Alors que les piscines françaises sont proches de la saturation, KEPCo va envoyer des combustibles usés en France

Les piscines de combustible usé de KEPCo, dans la province de Fukui, sont proches de la saturation. Comme l’usine de retraitement de Rokkashô-mura n’a toujours pas démarré malgré les 26 années de retard, la compagnie d’électricité du Kansaï doit construire de nouveaux entreposages. Les autorités de la province de Fukui où sont toutes les centrales refusent que ce soit sur leur territoire. Elles veulent bien l’argent du nucléaire, mais pas les déchets… Et pour faire pression sur la compagnie, elles ne donneront leur accord à la remise en service des réacteurs les plus anciens (Takahama 1 et 3, Mihama 3) que si KEPCo présente une solution pour les combustibles usés. L’électricien a désespérément cherché un autre site d’accueil, en vain pour le moment. Alors, ce sera en France, où la saturation des piscines est aussi un problème ! Plus précisément, KEPCo va en envoyer 200 tonnes, soit à peine 5% de son stock de combustibles usés. Mais cela suffit au patron de la compagnie pour se vanter d’avoir tenu sa promesse, selon l’Asahi. Certains politiciens locaux ont exprimé leur mécontentement, mais la province et les communes concernées dépendent financièrement du nucléaire. Elles sont donc obligées d’accepter ce compromis.

En ce qui concerne le retraitement, seulement 4 réacteurs sur les 10 remis en service au Japon peuvent utiliser du combustible MOx qui permet de recycler le plutonium extrait. Et comme le stock de plutonium est déjà largement suffisant, il n’y a pas lieu d’en séparer plus, le Japon s’étant engagé à ne séparer que ce qui peut être consommé. Difficile d’envoyer des combustibles usés en France sans perspective de retraitement.

Côté français, le bilan du recyclage après 57 années d’efforts est bien maigre : 2% de l’uranium de retraitement et le plutonium qui ne représente que 1% des combustibles.

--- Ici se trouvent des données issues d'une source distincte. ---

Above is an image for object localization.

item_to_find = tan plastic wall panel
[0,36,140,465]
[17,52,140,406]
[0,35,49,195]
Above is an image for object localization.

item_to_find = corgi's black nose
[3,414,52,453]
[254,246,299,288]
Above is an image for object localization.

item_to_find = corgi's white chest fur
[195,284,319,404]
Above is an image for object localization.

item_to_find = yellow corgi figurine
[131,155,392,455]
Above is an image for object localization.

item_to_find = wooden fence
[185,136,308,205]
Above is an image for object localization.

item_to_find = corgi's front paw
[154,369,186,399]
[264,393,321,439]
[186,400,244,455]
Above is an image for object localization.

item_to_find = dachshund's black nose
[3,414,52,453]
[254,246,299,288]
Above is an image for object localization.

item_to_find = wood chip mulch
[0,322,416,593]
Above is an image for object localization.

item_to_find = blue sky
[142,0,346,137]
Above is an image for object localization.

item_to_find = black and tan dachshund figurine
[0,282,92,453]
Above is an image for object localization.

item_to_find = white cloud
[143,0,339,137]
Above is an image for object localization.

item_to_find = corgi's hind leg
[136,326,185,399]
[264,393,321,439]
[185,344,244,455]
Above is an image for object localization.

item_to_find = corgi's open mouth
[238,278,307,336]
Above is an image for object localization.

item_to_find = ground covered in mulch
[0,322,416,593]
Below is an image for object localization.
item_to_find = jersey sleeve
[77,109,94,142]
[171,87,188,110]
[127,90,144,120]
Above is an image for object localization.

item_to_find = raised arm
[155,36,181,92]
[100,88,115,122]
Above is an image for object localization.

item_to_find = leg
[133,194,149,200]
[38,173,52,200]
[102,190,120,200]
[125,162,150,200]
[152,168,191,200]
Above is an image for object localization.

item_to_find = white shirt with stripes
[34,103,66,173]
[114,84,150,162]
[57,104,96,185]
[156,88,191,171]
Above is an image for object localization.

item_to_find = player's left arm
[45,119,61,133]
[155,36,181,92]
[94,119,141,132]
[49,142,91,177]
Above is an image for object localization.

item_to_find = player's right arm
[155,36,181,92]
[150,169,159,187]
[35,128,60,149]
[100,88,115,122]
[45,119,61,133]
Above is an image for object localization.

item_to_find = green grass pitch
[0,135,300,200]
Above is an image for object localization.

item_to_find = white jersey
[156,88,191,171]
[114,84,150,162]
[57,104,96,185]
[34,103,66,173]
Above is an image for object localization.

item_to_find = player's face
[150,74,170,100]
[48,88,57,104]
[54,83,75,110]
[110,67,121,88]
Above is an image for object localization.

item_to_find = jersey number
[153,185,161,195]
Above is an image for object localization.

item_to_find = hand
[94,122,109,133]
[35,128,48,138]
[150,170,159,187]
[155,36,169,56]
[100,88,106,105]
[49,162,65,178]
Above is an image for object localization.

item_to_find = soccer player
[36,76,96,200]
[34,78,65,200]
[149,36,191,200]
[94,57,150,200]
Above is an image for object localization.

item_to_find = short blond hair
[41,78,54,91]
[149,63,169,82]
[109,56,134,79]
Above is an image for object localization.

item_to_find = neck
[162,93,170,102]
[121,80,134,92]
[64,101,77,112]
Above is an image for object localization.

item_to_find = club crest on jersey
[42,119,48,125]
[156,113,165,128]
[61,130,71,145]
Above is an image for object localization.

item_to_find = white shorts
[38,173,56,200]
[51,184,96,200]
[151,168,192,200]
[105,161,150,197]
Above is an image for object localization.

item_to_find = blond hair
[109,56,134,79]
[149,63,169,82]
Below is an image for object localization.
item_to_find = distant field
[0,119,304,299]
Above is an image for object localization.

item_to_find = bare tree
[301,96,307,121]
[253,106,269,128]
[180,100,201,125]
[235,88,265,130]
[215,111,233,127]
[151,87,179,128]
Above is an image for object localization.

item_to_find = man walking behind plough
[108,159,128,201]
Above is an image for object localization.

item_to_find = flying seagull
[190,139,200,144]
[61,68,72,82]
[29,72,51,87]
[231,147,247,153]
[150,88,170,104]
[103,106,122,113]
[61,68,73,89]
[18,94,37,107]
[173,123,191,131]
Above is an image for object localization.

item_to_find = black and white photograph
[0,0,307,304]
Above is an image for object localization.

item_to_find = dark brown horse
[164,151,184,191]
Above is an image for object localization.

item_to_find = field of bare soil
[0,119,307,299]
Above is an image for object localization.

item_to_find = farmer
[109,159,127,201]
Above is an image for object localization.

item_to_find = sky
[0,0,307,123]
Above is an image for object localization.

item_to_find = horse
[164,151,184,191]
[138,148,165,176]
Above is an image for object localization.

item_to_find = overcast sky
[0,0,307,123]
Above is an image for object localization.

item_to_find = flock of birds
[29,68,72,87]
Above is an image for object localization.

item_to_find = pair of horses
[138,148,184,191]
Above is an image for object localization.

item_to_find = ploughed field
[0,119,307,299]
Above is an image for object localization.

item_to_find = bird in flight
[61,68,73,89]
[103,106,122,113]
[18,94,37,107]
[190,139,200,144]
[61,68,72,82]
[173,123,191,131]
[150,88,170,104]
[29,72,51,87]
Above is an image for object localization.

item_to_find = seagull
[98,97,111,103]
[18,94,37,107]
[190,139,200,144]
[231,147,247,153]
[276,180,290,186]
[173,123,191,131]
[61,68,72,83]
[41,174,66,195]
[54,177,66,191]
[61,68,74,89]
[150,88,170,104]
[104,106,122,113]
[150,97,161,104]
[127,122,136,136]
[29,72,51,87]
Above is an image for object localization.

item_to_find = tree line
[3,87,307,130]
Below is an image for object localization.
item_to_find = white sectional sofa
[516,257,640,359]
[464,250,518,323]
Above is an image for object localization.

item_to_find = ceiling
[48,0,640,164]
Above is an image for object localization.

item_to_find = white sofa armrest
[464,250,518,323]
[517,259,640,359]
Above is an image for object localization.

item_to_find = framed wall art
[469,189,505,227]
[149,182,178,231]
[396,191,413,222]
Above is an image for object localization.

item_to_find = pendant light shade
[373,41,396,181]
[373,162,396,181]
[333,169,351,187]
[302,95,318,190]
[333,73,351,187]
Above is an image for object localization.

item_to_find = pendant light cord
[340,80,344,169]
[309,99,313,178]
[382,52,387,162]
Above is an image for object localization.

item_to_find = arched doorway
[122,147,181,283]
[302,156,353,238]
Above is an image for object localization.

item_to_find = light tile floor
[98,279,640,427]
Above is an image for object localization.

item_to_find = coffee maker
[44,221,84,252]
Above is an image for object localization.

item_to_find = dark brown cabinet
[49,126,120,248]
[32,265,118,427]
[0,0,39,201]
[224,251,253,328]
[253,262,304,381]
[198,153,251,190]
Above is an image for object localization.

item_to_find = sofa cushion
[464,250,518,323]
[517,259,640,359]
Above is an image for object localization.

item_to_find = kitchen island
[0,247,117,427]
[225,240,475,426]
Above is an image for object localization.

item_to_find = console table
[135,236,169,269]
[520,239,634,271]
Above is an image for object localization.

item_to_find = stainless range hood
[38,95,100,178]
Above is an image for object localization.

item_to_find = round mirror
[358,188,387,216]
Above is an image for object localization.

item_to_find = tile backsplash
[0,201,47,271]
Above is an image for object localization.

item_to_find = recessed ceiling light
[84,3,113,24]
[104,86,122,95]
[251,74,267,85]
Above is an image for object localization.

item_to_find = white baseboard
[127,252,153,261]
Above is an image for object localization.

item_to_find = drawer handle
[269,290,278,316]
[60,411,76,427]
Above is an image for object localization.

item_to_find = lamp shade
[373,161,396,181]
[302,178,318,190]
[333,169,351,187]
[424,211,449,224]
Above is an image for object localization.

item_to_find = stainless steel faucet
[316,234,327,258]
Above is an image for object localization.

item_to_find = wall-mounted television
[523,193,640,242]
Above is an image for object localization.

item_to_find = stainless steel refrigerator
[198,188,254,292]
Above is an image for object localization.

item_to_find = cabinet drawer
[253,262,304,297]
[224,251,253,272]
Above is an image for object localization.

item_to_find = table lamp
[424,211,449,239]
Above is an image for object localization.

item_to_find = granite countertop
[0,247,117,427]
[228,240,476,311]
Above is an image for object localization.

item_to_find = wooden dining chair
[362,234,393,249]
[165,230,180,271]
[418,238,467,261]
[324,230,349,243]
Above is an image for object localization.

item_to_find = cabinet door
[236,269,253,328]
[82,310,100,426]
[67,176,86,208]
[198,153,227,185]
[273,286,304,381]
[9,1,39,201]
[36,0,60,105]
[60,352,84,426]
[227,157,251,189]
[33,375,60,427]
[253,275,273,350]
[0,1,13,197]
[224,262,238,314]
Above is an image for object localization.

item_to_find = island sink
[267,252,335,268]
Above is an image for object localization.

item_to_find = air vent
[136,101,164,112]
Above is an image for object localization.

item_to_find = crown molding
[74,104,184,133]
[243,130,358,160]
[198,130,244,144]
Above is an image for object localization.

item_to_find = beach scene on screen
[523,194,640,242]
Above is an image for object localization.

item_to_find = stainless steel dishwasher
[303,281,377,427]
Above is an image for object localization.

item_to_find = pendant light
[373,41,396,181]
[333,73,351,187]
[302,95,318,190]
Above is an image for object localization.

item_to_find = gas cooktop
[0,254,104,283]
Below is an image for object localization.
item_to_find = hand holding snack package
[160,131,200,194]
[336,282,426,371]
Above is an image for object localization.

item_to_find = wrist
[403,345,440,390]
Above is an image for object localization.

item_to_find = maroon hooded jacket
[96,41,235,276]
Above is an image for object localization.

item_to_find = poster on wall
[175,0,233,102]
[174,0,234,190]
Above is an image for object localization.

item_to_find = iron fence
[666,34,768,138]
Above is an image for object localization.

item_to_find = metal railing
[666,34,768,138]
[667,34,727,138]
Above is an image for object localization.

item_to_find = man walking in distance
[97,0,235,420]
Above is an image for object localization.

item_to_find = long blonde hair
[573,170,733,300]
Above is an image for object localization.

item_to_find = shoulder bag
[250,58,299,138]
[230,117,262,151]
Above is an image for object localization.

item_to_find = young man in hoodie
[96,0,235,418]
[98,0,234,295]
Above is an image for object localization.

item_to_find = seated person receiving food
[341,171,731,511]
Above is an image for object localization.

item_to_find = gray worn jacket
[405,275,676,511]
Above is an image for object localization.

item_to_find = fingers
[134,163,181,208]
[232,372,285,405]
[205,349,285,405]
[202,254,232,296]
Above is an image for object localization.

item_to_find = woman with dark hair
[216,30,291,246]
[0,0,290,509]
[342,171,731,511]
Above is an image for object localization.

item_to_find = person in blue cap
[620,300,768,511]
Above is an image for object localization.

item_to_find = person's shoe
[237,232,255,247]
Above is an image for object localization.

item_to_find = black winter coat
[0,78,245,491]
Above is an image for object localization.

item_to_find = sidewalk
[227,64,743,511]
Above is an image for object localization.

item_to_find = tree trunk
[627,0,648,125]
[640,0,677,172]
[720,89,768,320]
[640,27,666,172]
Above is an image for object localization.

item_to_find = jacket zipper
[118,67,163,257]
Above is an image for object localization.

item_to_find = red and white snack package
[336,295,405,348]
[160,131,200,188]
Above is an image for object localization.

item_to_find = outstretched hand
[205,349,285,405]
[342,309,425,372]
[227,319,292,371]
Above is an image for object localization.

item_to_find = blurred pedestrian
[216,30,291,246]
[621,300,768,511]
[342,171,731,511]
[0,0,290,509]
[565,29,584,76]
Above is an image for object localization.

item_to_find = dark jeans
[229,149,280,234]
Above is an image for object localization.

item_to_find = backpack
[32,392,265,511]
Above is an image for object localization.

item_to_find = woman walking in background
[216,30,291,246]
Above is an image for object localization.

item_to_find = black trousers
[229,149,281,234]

Et comme il faut décider avant 2030 la poursuite ou non du retraitement, Orano doit présenter des perspectives d’amélioration pour convaincre. Bien qu’elle ait encore plus de 11 000 tonnes de combustibles à l’uranium naturel enrichi à retraiter, la compagnie veut se lancer dans le “multi-recyclage” en traitant aussi le Mox beaucoup plus compliqué à retraiter.

Alors KEPCo a annoncé envoyer du MOx en France pour tester le “multi-recyclage” comme s’il n’y en avait pas assez sur place… Plus précisément, l’accord porte sur l’envoi de 10 tonnes de combustibles MOx usés et 190 tonnes de combustibles classiques d’ici la fin des années 2020, comme l’explique la Fédération des compagnies d’électricité du Japon dans un communiqué. Les deux types de combustibles seront mélangés avant d’être retraités, au début des années 2030. 200 tonnes, c’est presque 2 années de production de Mox français alors que les piscines seront à la limite de la saturation à la fin des années 2020. Est-ce réaliste ?

Les deux pays peuvent ainsi donner l’illusion que le retraitement a de l’avenir et afficher le renforcement de leur coopération sur le nucléaire. Côté français, Orano table sur un parc de 18 EPR pour le “multi-recyclage”, alors qu’il n’y en a que 7 de prévus pour le moment (voir sa présentation du 12 juin dernier dans le cadre de la concertation sur le projet de piscine)… Quant au Japon, ce n’est pas avec ses 10 réacteurs remis en service depuis 2011, dont 4 moxés, qu’il pourra recycler les matières séparées à La Hague ou dans son usine de Rokkashô, si elle démarre un jour.